Latest Research Papers
2025-01-22
arXiv
Accelerate High-Quality Diffusion Models with Inner Loop Feedback
The paper introduces Inner Loop Feedback (ILF), a method to speed up diffusion models' inference by predicting future features using a lightweight module. This approach reduces runtime while maintaining high-quality results, and it is effective for both class-to-image and text-to-image generation. The performance of ILF is validated through various metrics including FID, CLIP score, and qualitative comparisons.

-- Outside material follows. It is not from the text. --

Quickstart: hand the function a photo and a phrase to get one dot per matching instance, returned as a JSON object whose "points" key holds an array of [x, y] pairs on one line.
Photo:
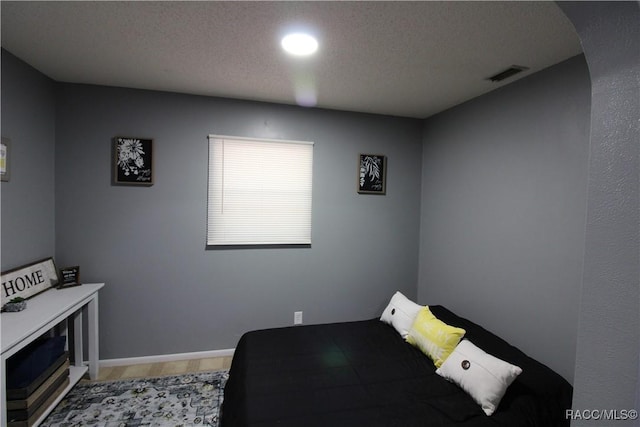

We propose Inner Loop Feedback (ILF), a novel approach to accelerate
diffusion models' inference. ILF trains a lightweight module to predict future
features in the denoising process by leveraging the outputs from a chosen
diffusion backbone block at a given time step. This approach exploits two key
intuitions; (1) the outputs of a given block at adjacent time steps are
similar, and (2) performing partial computations for a step imposes a lower
burden on the model than skipping the step entirely. Our method is highly
flexible, since we find that the feedback module itself can simply be a block
from the diffusion backbone, with all settings copied. Its influence on the
diffusion forward can be tempered with a learnable scaling factor from zero
initialization. We train this module using distillation losses; however, unlike
some prior work where a full diffusion backbone serves as the student, our
model freezes the backbone, training only the feedback module. While many
efforts to optimize diffusion models focus on achieving acceptable image
quality in extremely few steps (1-4 steps), our emphasis is on matching best
case results (typically achieved in 20 steps) while significantly reducing
runtime. ILF achieves this balance effectively, demonstrating strong
performance for both class-to-image generation with diffusion transformer (DiT)
and text-to-image generation with DiT-based PixArt-alpha and PixArt-sigma. The
quality of ILF's 1.7x-1.8x speedups are confirmed by FID, CLIP score, CLIP
Image Quality Assessment, ImageReward, and qualitative comparisons. Project
information is available at https://mgwillia.github.io/ilf.